Kelasho has not always had an Enforcer cadre (the term cadre is used in lieu of Periad’s “garrison”). Originally, one or the other of the clans was making the rules at any given time. Though there were law enforcers in the district, they were few and far between and mostly served as Brise’s eyes to determine when the Peace Bells needed to be rung, necessitated by one clan growing wildly out of control, usually. Eventually, someone at a senior level pointed out it would be much cheaper to not let things get to that point quite so frequently. Thus the Enforcers were created.
The first Cadre was comprised of nine natives of the district, one representative of each of the clans at that time (interestingly, the only clan that survives from that day is the Cordys, and they never did send a representative for the planned group of ten Enforcers). The theory was that if the Clans had equal representation, and the Enforcers had to police their own for breaches of commonly-agreed upon principles, then the district was, in the way other districts are, finally self governing. It is said that the urgency of attempting to make Kelasho govern itself stems mostly from Brise’s complete uncertainty about how to govern Kelasho sustainably.
The original Enforcers managed a score of sweeping victories, and from this period of their inception stems most of the strategies that they employ today. They quickly learned that being associated with everyone just meant you were not just untrustworthy, but often openly the enemies of everyone else. Quickly abandoning their original clan affiliations, the nine enforcers realized the entire district loathed their existence, both on principle and in practice, for one reason or another. Attempts at establishing a permanent Enforcer territory were only met with daily raids or just young clansmen that were willing to go throw rocks at the (heavily reinforced) doors of the Enforcer cadre, trying to pick a fight with the ‘weak clan’. After a few unfortunate deaths, the Enforcers decided on a complete strategic shift. The original plans for steady patrols and scheduled check-ins on each clan’s territory in turn were scrapped. The seven remaining Enforcers drafted a new strategy: “The Doctrine of Boots”.
This doctrine, affectionately known as boot-knocking, reorganized the Enforcers into highly mobile bands that were in constant motion. If they couldn’t survive sieges, they would just not stay still long enough to be besieged. If they couldn’t destroy an entire clan for a crime, they would only strike at the pieces of the clan that they had identified as problematic.

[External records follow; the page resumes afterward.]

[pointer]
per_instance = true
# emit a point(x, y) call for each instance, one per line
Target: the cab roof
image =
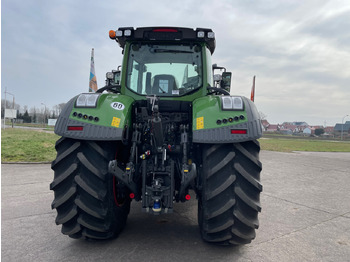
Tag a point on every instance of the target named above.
point(164, 34)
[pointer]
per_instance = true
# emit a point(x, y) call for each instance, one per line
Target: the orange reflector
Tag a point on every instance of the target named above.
point(165, 30)
point(112, 34)
point(239, 131)
point(75, 128)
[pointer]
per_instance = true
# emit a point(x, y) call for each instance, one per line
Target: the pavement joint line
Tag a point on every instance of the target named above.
point(300, 229)
point(28, 216)
point(317, 209)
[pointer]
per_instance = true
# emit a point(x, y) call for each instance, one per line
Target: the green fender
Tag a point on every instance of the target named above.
point(213, 124)
point(107, 119)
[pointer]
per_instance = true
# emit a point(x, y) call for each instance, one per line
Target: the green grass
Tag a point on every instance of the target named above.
point(23, 145)
point(295, 144)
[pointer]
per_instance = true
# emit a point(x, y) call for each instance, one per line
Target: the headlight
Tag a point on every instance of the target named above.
point(232, 103)
point(87, 100)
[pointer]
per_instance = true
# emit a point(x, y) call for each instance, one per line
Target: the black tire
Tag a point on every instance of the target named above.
point(229, 201)
point(85, 193)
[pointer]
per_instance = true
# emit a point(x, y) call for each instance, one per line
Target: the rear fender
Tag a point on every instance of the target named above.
point(213, 124)
point(109, 119)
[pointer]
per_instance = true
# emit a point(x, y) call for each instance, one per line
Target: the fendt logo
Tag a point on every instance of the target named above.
point(117, 106)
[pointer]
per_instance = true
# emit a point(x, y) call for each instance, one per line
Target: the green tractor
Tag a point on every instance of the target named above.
point(162, 128)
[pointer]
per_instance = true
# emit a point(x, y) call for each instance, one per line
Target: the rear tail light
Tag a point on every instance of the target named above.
point(239, 131)
point(75, 128)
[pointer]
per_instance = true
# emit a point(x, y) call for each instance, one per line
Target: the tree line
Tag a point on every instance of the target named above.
point(34, 114)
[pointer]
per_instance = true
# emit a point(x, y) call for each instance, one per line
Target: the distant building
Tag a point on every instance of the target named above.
point(329, 130)
point(345, 127)
point(265, 124)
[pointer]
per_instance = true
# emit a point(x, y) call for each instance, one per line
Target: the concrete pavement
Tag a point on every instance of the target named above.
point(305, 217)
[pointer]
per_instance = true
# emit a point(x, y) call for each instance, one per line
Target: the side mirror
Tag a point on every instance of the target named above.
point(226, 81)
point(113, 78)
point(117, 75)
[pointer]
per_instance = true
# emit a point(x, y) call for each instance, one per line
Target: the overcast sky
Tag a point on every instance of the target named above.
point(298, 50)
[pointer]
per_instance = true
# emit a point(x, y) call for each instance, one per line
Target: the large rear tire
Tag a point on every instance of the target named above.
point(229, 201)
point(85, 196)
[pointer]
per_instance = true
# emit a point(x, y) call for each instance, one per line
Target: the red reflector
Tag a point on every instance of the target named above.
point(239, 131)
point(165, 30)
point(75, 128)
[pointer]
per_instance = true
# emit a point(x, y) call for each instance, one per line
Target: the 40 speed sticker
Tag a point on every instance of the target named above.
point(117, 106)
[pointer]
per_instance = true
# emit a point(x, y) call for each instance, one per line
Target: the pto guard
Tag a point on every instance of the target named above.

Soon the Enforcers became terrors within the district, a homeless clan that showed up, incapacitated entire gangs of clansmen without warning, then disappeared again. When the Enforcers wanted to talk to a Clan, they sent one individual, who would stand, arms folded, surrounded by their enemies, and dictate terms based solely on the threat that should they not return, the Enforcers would begin to kill that Clan’s followers. Upon hearing of these new policies, rather than intervene to stop the ostensible revenge killings, Brise sent in an expert to refine their techniques. Soon, the entire district began to pay close attention to the publicly posted Rules that the Enforcers were constantly referencing. Things fell into a sort of order, or as close as Kelasho gets.